Let $f:\mathbb{C}\to\mathbb{C}$ be a bounded, entire function. Then by Taylor's theorem, $$f(z)=\sum_{n=0}^\infty c_n x^n \mbox{ where } c_n = \frac{1}{2\pi i}\int_{\Gamma_r} \frac{f(w)}{w^{n+1}}\,dw$$

where $\Gamma_r$ is the circle of radius $r$ about $0$ , for $r>0$ . Then $c_n$ can be estimated as $$|c_n|\leq\frac{1}{2\pi}\operatorname{length}(\Gamma_r)\operatorname{sup}\left\{\left|\frac{f(w)}{w^{n+1}}\right|\,\colon\, w\in \Gamma_r\right\} = \frac{1}{2\pi}\, 2\pi r \frac{M_r}{r^{n+1}} = \frac{M_r}{r^{n}}$$

where $M_r = \operatorname{sup}\{|f(w)|\colon w\in\Gamma_r\}$ .

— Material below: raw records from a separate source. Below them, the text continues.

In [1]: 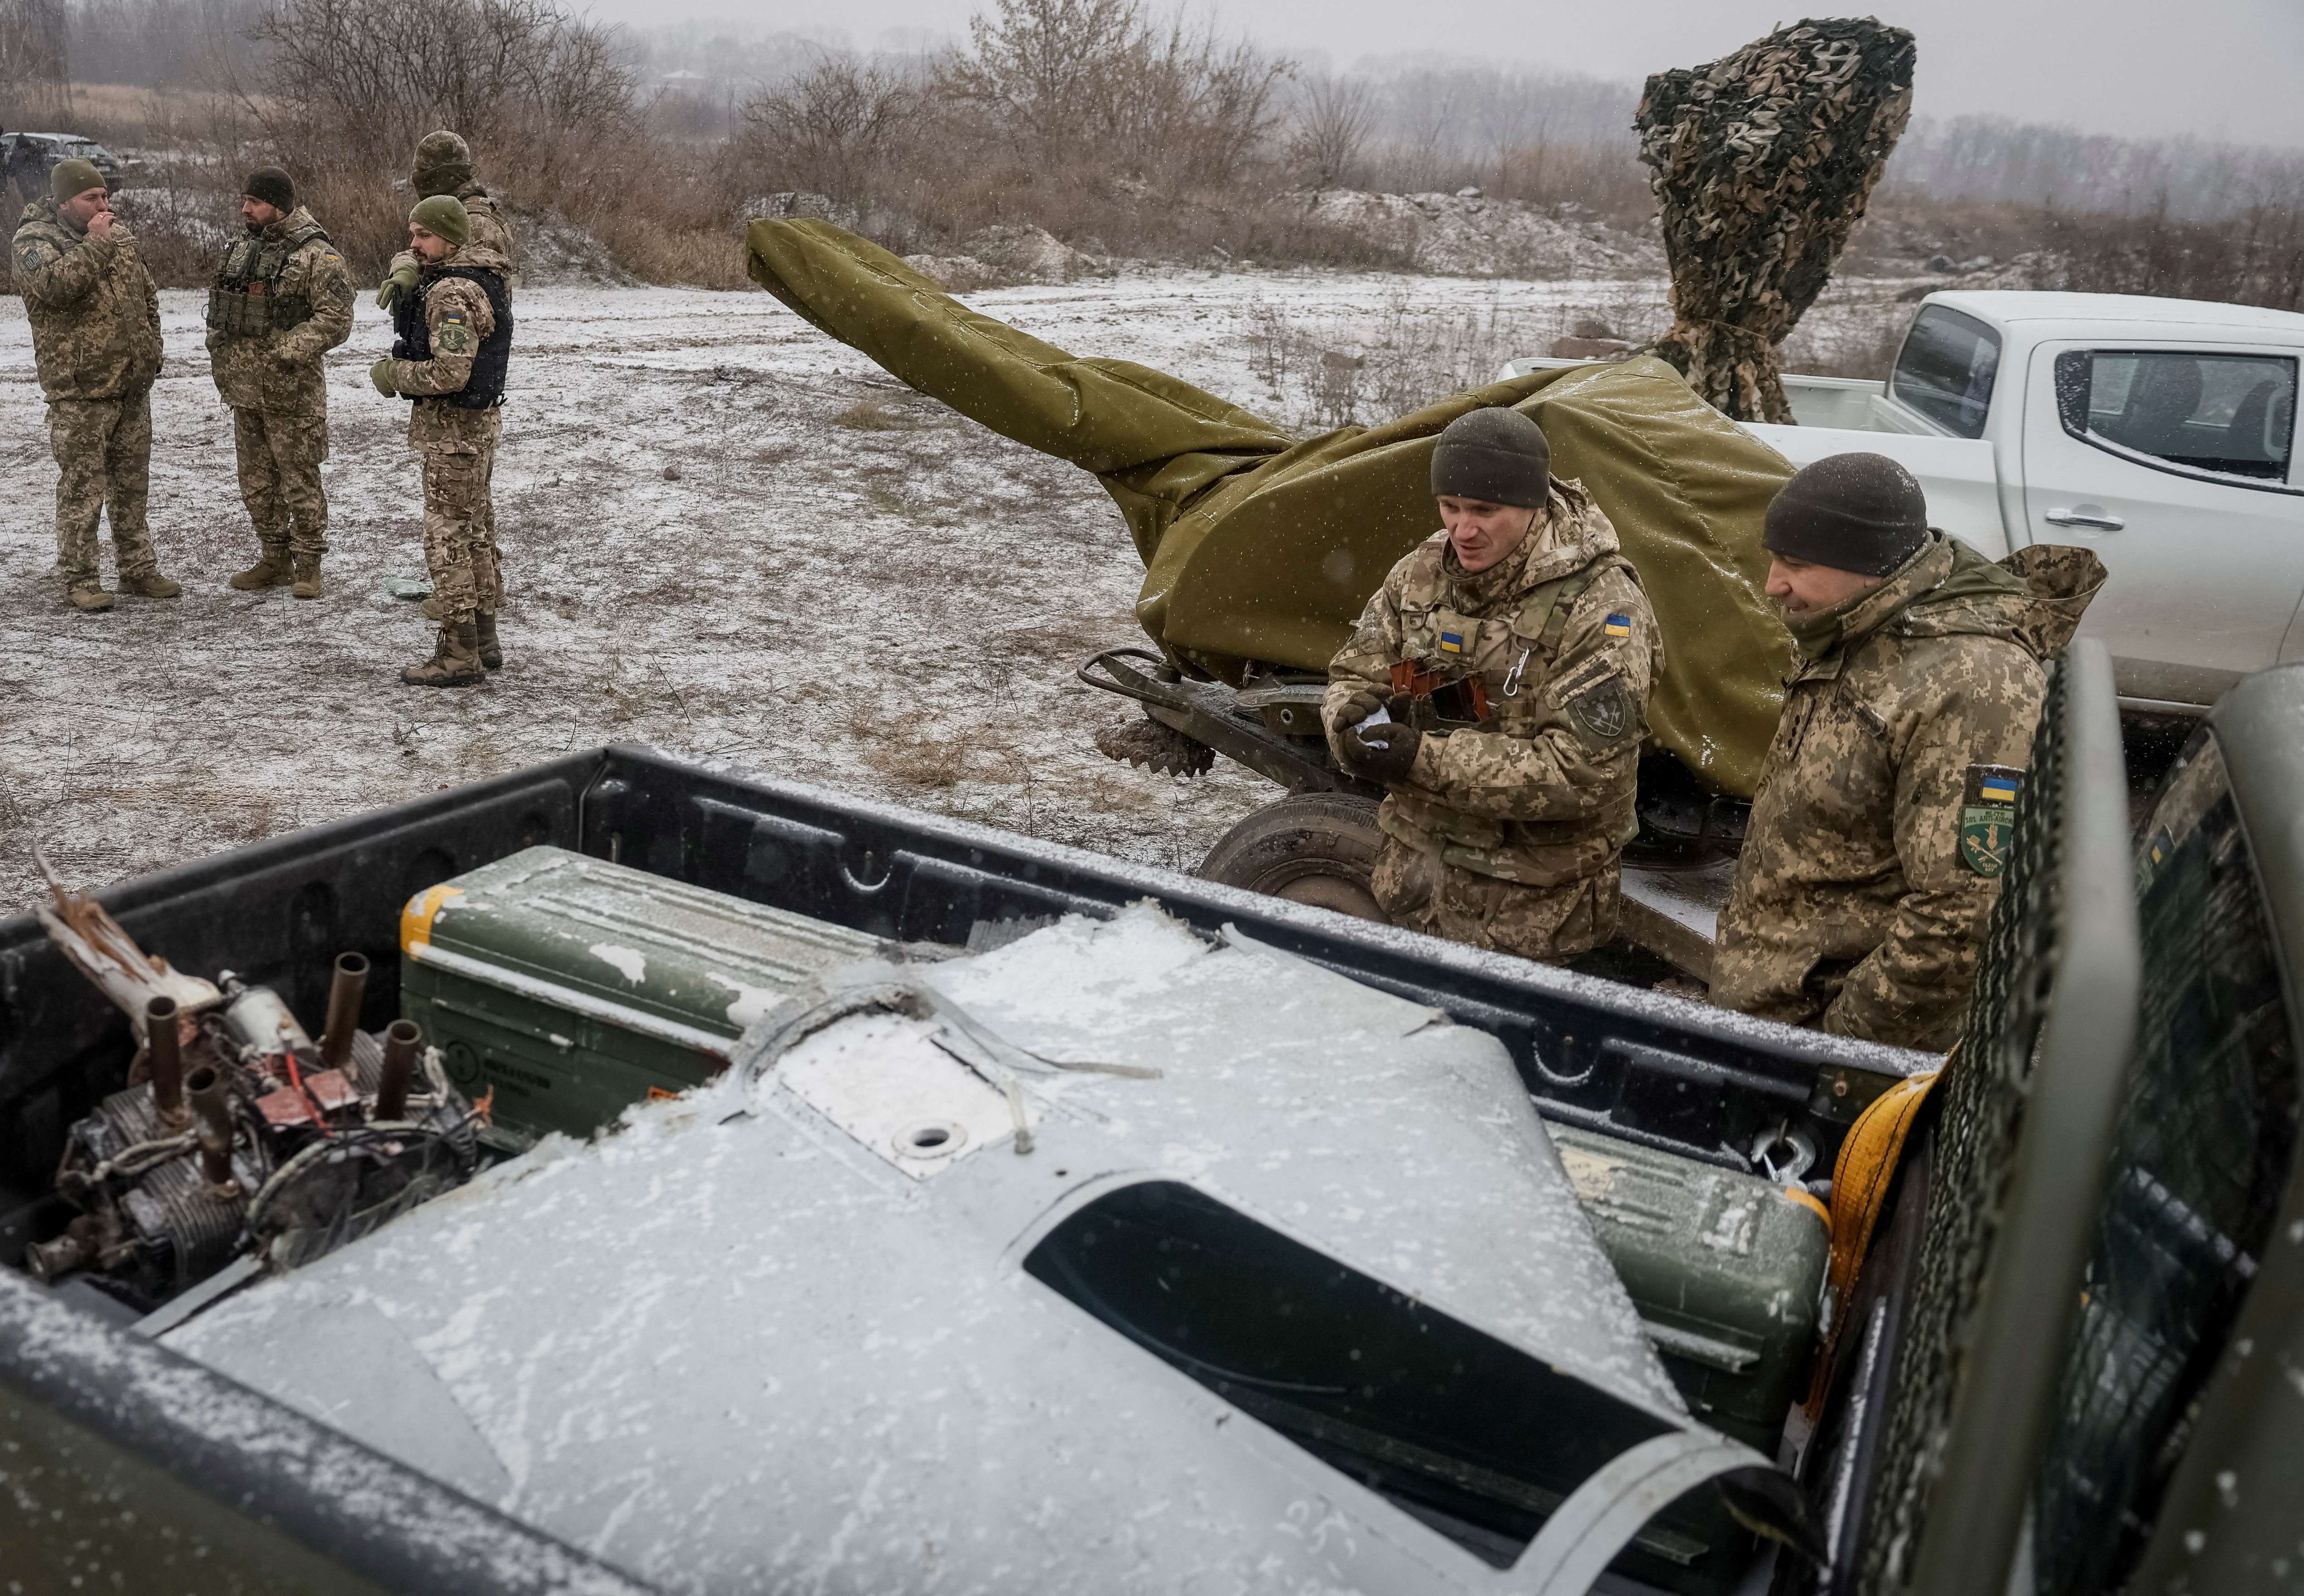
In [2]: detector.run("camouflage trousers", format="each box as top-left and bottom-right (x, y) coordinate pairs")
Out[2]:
(1372, 835), (1623, 965)
(49, 389), (158, 586)
(419, 443), (503, 625)
(232, 408), (329, 558)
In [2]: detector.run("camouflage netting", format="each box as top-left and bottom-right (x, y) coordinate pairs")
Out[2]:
(1636, 18), (1917, 424)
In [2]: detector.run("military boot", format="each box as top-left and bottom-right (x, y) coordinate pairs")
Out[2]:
(291, 556), (323, 600)
(474, 612), (502, 670)
(402, 621), (486, 688)
(118, 568), (182, 599)
(230, 548), (292, 590)
(66, 581), (114, 613)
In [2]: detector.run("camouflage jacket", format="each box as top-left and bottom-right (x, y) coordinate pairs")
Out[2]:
(1323, 479), (1664, 888)
(205, 206), (355, 416)
(11, 197), (162, 402)
(389, 182), (515, 282)
(1711, 536), (2105, 1050)
(386, 243), (508, 453)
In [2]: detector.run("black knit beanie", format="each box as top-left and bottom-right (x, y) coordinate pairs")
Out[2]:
(1430, 407), (1551, 509)
(1763, 452), (1931, 576)
(243, 167), (294, 212)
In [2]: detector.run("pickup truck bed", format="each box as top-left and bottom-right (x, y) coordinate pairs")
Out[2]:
(5, 643), (2301, 1596)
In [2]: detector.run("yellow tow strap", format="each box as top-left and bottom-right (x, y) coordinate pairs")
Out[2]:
(1802, 1064), (1943, 1419)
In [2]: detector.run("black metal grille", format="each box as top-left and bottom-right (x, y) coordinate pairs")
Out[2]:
(1851, 659), (2072, 1596)
(2031, 736), (2298, 1592)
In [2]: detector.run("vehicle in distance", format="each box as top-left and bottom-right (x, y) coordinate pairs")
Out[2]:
(1508, 291), (2304, 714)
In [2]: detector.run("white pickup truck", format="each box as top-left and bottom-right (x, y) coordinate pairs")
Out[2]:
(1510, 291), (2304, 712)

But $f$ is bounded, so there is $M$ such that $M_r\leq M$ for all $r$ . Then $|c_n|\leq\frac{M}{r^n}$ for all $n$ and all $r>0$ . But since $r$ is arbitrary, this gives $c_n = 0$ whenever $n>0$ . So $f(z) = c_0$ for all $z$ , so $f$ is constant.$\square$